Hunting Wife
Well-known member
The devil, as always, is in the details. In plenty of places there have been positive gains for hunters. But at this point a lot of the low-hanging fruit with regards to opening up actual opportunities has already been plucked. Now there’s increasing pressure to continue “opening acres“ in ways that don’t make much sense. Tiny parcels, areas that don’t hold large game populations, opening specific refuges for hunting species that don’t actually occur on the Refuge. On paper, looks great. In reality, on some of these very little additional opportunity is really being provided. Take for example Hart Mountain in Oregon, proposed opening 18,000+ acres for waterfowl hunting. Except it’s mostly desert. There are several large lakes to the west, and one of those has a shoreline right along the Refuge boundary. So now you could access that shoreline, but there is nowhere near 18,000 acres of additional opportunity being provided. Don’t get me wrong...wherever opportunity can reasonably be provided, it should be considered. But touting acres opened for “opportunities” that actually don’t, and never have existed is kind of disingenuous.

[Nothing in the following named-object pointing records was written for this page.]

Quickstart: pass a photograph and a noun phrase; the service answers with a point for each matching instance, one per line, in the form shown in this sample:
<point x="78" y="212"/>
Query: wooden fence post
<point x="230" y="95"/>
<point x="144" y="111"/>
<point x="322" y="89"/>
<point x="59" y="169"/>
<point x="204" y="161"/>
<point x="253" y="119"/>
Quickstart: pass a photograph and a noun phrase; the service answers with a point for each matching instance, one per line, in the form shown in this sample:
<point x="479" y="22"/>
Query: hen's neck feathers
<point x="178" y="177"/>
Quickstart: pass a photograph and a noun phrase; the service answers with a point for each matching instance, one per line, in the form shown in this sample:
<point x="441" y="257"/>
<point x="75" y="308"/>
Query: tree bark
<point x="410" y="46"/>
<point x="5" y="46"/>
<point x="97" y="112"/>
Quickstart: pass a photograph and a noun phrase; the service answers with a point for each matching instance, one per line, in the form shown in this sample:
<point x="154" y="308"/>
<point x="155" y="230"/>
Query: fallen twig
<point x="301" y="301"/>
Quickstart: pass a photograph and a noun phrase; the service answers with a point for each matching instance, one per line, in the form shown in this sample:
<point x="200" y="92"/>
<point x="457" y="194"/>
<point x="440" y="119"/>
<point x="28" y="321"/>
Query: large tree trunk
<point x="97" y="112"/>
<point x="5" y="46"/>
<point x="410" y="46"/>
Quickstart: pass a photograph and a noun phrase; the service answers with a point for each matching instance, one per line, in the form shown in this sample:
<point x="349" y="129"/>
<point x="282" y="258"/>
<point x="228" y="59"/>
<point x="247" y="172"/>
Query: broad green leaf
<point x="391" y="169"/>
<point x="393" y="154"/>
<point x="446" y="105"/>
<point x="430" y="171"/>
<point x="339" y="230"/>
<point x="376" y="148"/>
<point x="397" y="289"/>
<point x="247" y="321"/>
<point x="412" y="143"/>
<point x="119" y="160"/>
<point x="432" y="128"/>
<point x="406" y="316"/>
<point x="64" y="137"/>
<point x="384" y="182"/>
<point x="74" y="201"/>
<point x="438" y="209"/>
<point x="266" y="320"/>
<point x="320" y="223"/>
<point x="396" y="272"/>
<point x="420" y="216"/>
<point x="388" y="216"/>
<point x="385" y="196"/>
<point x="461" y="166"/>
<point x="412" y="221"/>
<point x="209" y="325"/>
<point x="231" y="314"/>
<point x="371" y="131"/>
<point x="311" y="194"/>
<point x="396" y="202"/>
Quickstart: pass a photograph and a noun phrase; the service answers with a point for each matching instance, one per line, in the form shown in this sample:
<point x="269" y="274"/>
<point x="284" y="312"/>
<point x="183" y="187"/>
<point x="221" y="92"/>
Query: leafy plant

Plus refuges were created as just that...refuges. All acres should not be open to all activities, particularly on some of the smaller refuges. Defeats the purpose of the Refuge and sometimes conflicts with the establishing legislation. I fear that will get lost as the pressure to keep opening acres continues to ratchet up.
Plus refuges were created as just that...refuges. All acres should not be open to all activities, particularly on some of the smaller refuges. Defeats the purpose of the Refuge and sometimes conflicts with the establishing legislation. I fear that will get lost as the pressure to keep opening acres continues to ratchet up.